Ahamada Soilihi avoue ne pas comprendre les “bricolages” effectués : “On implante des BEP ou CAP au collège parce qu’il n’y a pas de place dans les lycées. Du coup, non seulement ça déstabilise les élèves, avec des différences d’âge importantes, mais en plus on manque de place. Alors, cette année, on envoie des élèves de 6ème dans des écoles primaires, ce qui créé les mêmes problèmes. En plus, ils ne bénéficient pas des salles comme celles de SVT (Sciences et vie de la terre) ou sciences physiques”.

Ainsi des dizaines d’élèves de la commune de Ouangani, admis en 6ème, se retrouvent en cette rentrée dans l’école primaire de Barakani, ce qui mécontente leurs parents.

S’ajoute une multitude d’autres difficultés : pédagogie mal adaptée, enseignants peu formés, fournitures absentes, restauration scolaire inexistante, etc... qui, selon les syndicalistes, expliquent le mal-être de l’ensemble des acteurs de l’éducation. Un instituteur qui enseigne dans une école du sud : “Cela fait 11 ans que j’ai une classe. Jamais je n’avais ressenti ce sentiment général de malaise. Les instituteurs ne croient plus en ce qu’ils font, ou très peu. Même les élèves ont changé. Ils ne sont plus aussi assidus. Ça devient pesant d’aller en classe.” Selon lui, cette situation s’explique par “l’impression qu’on nous raconte des conneries pour nous faire patienter, mais qu’au final, rien ne vient.”

Intéressement des politiques</B>

Le dossier de l’intégration dans la fonction publique d’Etat n’est pas étranger à ce manque de confiance entre l’administration et les enseignants. “On s’est fait berner. On a un corps propre, les salaires ne suivent pas. Surtout, on attend toujours les formations”, indique Rivo. “Rien n’est fait dans ce sens”, continue-t-il. “Et après on s’étonne que l’enseignement ait des carences !” Si pour l’ensemble des syndicalistes du primaire et du secondaire, un effort doit être fait en terme de moyens - “c’est la première des priorités”, indiquait Henri Barande, du Snuipp, en juillet dernier-, les instituteurs demandent à ce que les politiques mahorais s’intéressent à la question.
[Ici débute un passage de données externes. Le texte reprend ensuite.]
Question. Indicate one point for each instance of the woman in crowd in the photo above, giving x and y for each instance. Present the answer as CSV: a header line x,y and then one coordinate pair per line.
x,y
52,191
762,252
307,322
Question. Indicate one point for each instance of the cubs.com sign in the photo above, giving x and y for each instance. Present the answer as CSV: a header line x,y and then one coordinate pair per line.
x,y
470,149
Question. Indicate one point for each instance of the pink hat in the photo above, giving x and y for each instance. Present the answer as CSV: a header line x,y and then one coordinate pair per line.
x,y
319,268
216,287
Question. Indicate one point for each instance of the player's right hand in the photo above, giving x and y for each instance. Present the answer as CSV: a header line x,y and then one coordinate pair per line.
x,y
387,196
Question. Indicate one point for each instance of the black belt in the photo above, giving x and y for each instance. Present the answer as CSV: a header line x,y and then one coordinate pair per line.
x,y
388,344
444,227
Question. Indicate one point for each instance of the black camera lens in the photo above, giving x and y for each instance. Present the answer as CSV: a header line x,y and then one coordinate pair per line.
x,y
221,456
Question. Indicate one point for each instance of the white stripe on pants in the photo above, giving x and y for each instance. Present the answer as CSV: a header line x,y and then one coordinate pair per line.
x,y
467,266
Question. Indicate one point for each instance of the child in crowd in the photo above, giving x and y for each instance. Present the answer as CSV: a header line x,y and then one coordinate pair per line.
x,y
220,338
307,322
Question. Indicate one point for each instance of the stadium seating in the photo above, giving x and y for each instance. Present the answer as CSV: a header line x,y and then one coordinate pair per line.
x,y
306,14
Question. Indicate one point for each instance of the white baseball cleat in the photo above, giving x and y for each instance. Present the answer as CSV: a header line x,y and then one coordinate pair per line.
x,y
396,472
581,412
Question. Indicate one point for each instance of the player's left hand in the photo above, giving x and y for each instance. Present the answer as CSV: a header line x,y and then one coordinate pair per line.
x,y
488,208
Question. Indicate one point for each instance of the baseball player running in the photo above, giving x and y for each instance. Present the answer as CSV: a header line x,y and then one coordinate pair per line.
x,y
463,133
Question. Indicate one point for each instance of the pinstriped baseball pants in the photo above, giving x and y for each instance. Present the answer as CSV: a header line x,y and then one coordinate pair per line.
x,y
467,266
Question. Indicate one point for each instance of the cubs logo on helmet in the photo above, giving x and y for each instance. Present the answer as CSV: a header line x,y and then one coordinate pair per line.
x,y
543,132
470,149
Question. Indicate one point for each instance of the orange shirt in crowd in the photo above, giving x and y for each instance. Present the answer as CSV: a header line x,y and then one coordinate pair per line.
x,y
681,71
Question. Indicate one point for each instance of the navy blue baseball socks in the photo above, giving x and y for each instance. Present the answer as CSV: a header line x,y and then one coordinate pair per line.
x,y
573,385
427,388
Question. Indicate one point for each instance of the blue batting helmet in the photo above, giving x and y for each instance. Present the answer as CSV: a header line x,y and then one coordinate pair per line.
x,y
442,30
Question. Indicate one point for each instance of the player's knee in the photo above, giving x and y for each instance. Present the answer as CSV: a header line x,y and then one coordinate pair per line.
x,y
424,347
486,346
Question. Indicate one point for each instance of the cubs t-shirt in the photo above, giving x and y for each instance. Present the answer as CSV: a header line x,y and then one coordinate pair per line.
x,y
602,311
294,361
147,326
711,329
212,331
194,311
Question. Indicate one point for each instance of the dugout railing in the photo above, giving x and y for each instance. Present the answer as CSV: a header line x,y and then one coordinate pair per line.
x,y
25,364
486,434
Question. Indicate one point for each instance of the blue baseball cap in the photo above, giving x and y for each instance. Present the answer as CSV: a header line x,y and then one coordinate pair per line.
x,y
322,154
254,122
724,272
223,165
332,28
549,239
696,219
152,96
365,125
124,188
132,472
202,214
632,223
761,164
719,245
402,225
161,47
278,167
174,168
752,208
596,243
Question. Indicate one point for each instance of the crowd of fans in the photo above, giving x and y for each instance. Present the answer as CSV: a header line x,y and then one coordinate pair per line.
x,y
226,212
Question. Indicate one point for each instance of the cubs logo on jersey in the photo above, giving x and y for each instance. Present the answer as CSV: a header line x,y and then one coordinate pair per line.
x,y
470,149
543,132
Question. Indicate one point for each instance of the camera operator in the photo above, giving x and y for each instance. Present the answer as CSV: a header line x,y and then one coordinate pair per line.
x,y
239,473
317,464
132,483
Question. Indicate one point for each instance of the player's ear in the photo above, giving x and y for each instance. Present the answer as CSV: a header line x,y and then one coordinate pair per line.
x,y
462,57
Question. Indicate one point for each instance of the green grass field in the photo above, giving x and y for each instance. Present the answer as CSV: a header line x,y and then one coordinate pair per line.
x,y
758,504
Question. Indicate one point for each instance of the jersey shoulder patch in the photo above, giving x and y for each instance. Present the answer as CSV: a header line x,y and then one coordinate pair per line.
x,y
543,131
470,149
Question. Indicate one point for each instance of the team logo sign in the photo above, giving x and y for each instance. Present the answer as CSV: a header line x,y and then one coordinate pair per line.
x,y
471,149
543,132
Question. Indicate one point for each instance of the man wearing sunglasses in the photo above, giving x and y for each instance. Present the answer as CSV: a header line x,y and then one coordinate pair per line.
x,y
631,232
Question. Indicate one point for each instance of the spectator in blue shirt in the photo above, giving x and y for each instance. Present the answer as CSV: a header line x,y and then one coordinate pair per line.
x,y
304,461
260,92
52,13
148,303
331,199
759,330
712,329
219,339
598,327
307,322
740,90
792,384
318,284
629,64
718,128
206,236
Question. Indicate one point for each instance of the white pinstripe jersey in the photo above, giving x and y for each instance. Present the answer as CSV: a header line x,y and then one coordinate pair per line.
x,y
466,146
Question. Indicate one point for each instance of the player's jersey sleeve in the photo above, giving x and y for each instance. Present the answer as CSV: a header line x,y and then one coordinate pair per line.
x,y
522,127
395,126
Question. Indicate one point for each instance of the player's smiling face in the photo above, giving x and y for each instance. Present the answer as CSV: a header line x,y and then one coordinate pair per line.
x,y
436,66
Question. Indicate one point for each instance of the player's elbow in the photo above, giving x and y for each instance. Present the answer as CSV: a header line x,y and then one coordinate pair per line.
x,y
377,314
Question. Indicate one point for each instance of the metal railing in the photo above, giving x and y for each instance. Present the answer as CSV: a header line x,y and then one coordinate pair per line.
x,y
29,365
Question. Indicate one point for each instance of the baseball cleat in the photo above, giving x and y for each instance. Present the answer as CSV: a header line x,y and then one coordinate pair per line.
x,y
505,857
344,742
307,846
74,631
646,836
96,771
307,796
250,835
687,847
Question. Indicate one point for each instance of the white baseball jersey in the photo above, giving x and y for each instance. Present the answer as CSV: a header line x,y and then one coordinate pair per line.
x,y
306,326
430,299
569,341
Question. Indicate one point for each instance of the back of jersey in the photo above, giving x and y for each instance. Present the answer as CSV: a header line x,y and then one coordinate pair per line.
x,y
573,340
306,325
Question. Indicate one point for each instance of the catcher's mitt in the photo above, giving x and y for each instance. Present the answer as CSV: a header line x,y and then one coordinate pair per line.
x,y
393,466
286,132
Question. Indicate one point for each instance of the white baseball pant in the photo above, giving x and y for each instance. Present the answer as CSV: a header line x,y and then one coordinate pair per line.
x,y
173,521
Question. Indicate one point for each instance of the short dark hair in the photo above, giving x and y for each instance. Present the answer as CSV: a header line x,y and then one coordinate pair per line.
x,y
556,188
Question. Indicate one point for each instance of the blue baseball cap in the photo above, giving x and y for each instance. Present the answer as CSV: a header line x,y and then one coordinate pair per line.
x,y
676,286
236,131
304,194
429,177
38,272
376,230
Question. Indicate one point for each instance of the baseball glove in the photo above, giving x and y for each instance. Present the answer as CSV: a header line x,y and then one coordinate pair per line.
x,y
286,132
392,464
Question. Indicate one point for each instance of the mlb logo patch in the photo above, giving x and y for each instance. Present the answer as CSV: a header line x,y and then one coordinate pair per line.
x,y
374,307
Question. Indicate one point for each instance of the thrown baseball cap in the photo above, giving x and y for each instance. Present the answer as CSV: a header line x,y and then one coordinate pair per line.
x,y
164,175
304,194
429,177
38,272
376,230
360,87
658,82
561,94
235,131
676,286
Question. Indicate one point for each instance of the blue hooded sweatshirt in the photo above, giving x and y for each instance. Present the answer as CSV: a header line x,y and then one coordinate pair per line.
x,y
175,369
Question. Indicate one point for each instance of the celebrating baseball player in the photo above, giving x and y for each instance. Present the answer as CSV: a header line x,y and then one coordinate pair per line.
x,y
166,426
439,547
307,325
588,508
Car en attendant, les résultats de ressentent de ce malaise. “Le niveau n’est pas bon”, affirmaient plusieurs enseignants du lycée de Mamoudzou l’année dernière. “Ceux qui ont le bac n’ont pas les mêmes bases que des métropolitains.” Si chaque année, les résultats du bac gagnent quelques points en pourcentages, ils reflètent mal la réalité. Ainsi, tout le monde se félicitait après les résultats du bac 2006 de la hausse des admis. Ils étaient 58,2% contre 56,4% en 2005.

“Mais si l’on regarde dans la tranche d’âge”, riposte Rivo, “on s’aperçoit qu’il y a un réel fossé. Dans une même tranche d’âge, sur 100 enfants, 50 seulement passent en 6ème. Les autres partent en PPF, souvent une voie de garage, ou disparaissent dans la nature. Et sur ces mêmes 100, 15 passeront le bac !” Parmi ces 15, certains partiront étudier en France. Nombreux reviendront bredouilles (lire ci-contre). L’échec d’un système en crise.